Multi-omics characterization of RNA modification enzymes identifies NAT10 as a functionally validated prognostic biomarker in hepatocellular carcinoma.

[BACKGROUND] RNA modification enzymes (RMEs) are key post-transcriptional regulators that impact RNA stability, translation, and splicing. Dysregulation of RMEs is closely associated with tumor initiation and progression. However, their global regulatory patterns and clinical relevance across cancer types remain incompletely characterized.

[METHODS] We conducted an integrative multi-omics analysis of RME expression, copy number variation (CNV), and clinical outcomes across multiple cancers. Machine learning algorithms were employed to identify tumor-discriminating RME signatures. Single-cell RNA sequencing (scRNA-seq) characterized tumor microenvironmental heterogeneity. A LASSO-derived prognostic model was established and validated in independent cohorts. Drug sensitivity prediction and supportive functional assays (EdU assays, qRT-PCR, immunohistochemistry) were performed for representative RMEs.

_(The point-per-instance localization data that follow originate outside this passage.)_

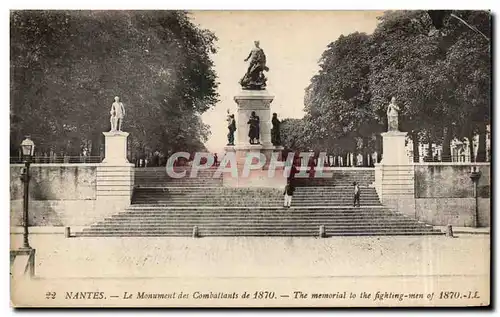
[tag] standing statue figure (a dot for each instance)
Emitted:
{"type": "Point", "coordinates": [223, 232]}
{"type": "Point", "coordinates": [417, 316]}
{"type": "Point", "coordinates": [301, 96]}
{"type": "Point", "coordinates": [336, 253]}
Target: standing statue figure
{"type": "Point", "coordinates": [117, 114]}
{"type": "Point", "coordinates": [253, 131]}
{"type": "Point", "coordinates": [275, 131]}
{"type": "Point", "coordinates": [254, 78]}
{"type": "Point", "coordinates": [231, 125]}
{"type": "Point", "coordinates": [392, 116]}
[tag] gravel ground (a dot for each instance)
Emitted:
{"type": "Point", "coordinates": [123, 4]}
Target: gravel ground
{"type": "Point", "coordinates": [59, 257]}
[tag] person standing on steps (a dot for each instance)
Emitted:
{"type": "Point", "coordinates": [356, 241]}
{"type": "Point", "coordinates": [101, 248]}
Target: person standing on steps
{"type": "Point", "coordinates": [356, 194]}
{"type": "Point", "coordinates": [288, 193]}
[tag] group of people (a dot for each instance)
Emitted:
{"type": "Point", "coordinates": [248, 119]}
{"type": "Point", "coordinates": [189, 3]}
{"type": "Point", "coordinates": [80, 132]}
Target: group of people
{"type": "Point", "coordinates": [254, 129]}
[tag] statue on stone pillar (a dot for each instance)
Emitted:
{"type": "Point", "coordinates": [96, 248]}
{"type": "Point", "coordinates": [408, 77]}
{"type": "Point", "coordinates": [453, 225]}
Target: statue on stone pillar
{"type": "Point", "coordinates": [254, 130]}
{"type": "Point", "coordinates": [231, 125]}
{"type": "Point", "coordinates": [275, 131]}
{"type": "Point", "coordinates": [117, 114]}
{"type": "Point", "coordinates": [392, 116]}
{"type": "Point", "coordinates": [254, 78]}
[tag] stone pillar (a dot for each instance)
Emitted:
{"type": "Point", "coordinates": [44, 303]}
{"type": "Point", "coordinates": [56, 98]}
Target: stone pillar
{"type": "Point", "coordinates": [394, 149]}
{"type": "Point", "coordinates": [395, 175]}
{"type": "Point", "coordinates": [260, 102]}
{"type": "Point", "coordinates": [115, 175]}
{"type": "Point", "coordinates": [115, 151]}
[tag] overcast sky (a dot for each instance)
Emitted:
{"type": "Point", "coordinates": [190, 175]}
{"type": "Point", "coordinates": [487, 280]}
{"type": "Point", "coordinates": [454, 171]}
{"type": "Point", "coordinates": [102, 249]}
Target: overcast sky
{"type": "Point", "coordinates": [293, 42]}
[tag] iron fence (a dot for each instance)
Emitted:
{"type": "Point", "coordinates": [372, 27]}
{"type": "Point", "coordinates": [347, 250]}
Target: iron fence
{"type": "Point", "coordinates": [58, 160]}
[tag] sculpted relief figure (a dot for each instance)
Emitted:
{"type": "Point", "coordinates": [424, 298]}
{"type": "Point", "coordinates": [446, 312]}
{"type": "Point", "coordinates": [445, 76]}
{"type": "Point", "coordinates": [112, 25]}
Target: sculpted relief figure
{"type": "Point", "coordinates": [254, 130]}
{"type": "Point", "coordinates": [117, 114]}
{"type": "Point", "coordinates": [231, 125]}
{"type": "Point", "coordinates": [254, 78]}
{"type": "Point", "coordinates": [392, 116]}
{"type": "Point", "coordinates": [275, 131]}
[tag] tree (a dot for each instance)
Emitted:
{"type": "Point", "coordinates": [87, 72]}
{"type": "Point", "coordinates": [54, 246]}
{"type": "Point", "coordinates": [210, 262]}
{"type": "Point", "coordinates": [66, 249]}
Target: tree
{"type": "Point", "coordinates": [292, 134]}
{"type": "Point", "coordinates": [337, 102]}
{"type": "Point", "coordinates": [66, 67]}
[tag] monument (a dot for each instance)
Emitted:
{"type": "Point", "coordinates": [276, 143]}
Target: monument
{"type": "Point", "coordinates": [116, 139]}
{"type": "Point", "coordinates": [275, 131]}
{"type": "Point", "coordinates": [394, 149]}
{"type": "Point", "coordinates": [394, 174]}
{"type": "Point", "coordinates": [231, 126]}
{"type": "Point", "coordinates": [253, 122]}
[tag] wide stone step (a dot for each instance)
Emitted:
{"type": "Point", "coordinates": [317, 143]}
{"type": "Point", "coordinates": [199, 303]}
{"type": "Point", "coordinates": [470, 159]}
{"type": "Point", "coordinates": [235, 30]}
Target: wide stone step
{"type": "Point", "coordinates": [323, 217]}
{"type": "Point", "coordinates": [289, 220]}
{"type": "Point", "coordinates": [261, 232]}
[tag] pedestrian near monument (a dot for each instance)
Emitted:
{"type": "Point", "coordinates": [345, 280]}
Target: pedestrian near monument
{"type": "Point", "coordinates": [357, 194]}
{"type": "Point", "coordinates": [288, 193]}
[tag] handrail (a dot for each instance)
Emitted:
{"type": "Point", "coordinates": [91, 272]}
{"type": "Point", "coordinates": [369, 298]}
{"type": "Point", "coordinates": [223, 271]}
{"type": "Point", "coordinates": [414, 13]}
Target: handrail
{"type": "Point", "coordinates": [58, 159]}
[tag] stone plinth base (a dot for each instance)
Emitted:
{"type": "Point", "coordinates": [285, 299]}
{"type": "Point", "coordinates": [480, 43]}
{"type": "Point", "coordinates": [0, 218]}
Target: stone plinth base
{"type": "Point", "coordinates": [260, 102]}
{"type": "Point", "coordinates": [115, 148]}
{"type": "Point", "coordinates": [394, 149]}
{"type": "Point", "coordinates": [395, 185]}
{"type": "Point", "coordinates": [243, 151]}
{"type": "Point", "coordinates": [115, 182]}
{"type": "Point", "coordinates": [257, 177]}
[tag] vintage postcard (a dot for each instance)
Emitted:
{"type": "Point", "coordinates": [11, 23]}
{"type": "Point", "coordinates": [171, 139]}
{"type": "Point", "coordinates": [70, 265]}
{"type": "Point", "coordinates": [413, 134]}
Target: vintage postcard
{"type": "Point", "coordinates": [250, 158]}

[RESULTS] RMEs were broadly upregulated across cancers and showed strong associations with CNV gains. Machine learning identified 12 RMEs that reliably discriminated tumor from normal tissues. Single-cell transcriptomic analysis showed that 10 of the 12 selected RMEs (DKC1, METTL1, NAT10, TRMT1, RPUSD1, PUS1, WDR4, TRMU, ADAT2, GTPBP3) exhibited higher expression in tumor-infiltrating cells compared with adjacent normal tissues. T-cell subpopulations displayed marked heterogeneity, with ADAT2 preferentially enriched in regulatory T cells. CellChat analysis revealed T cell subsets as key mediators of intercellular communication via multiple immune-related pathways. A 6-gene prognostic model exhibited independent prognostic power and was integrated into a well-calibrated nomogram. Drug-response prediction revealed that high-risk patients exhibited enhanced sensitivity to microtubule-targeting agents and kinase inhibitors, whereas low-risk patients showed preferential response to epigenetic modulators. Importantly, supportive functional assays showed that NAT10 knockdown, validated by qRT-PCR, was associated with reduced proliferative activity in HCC cells as evidenced by EdU assays, and IHC validation further corroborated its overexpression in clinical tumor specimens compared to adjacent normal tissues.

[CONCLUSIONS] This study delineates a CNV-associated landscape of RME dysregulation across cancers and establishes a 12-RME diagnostic signature and a 6-gene prognostic model with robust predictive performance. Single-cell analyses reveal tumor- and cell-type-specific expression patterns of RMEs, while supportive functional data suggest a potential biological relevance of NAT10 in HCC. Collectively, these findings provide an association-based framework for understanding the potential roles of RNA modification programs in cancer progression and clinical stratification.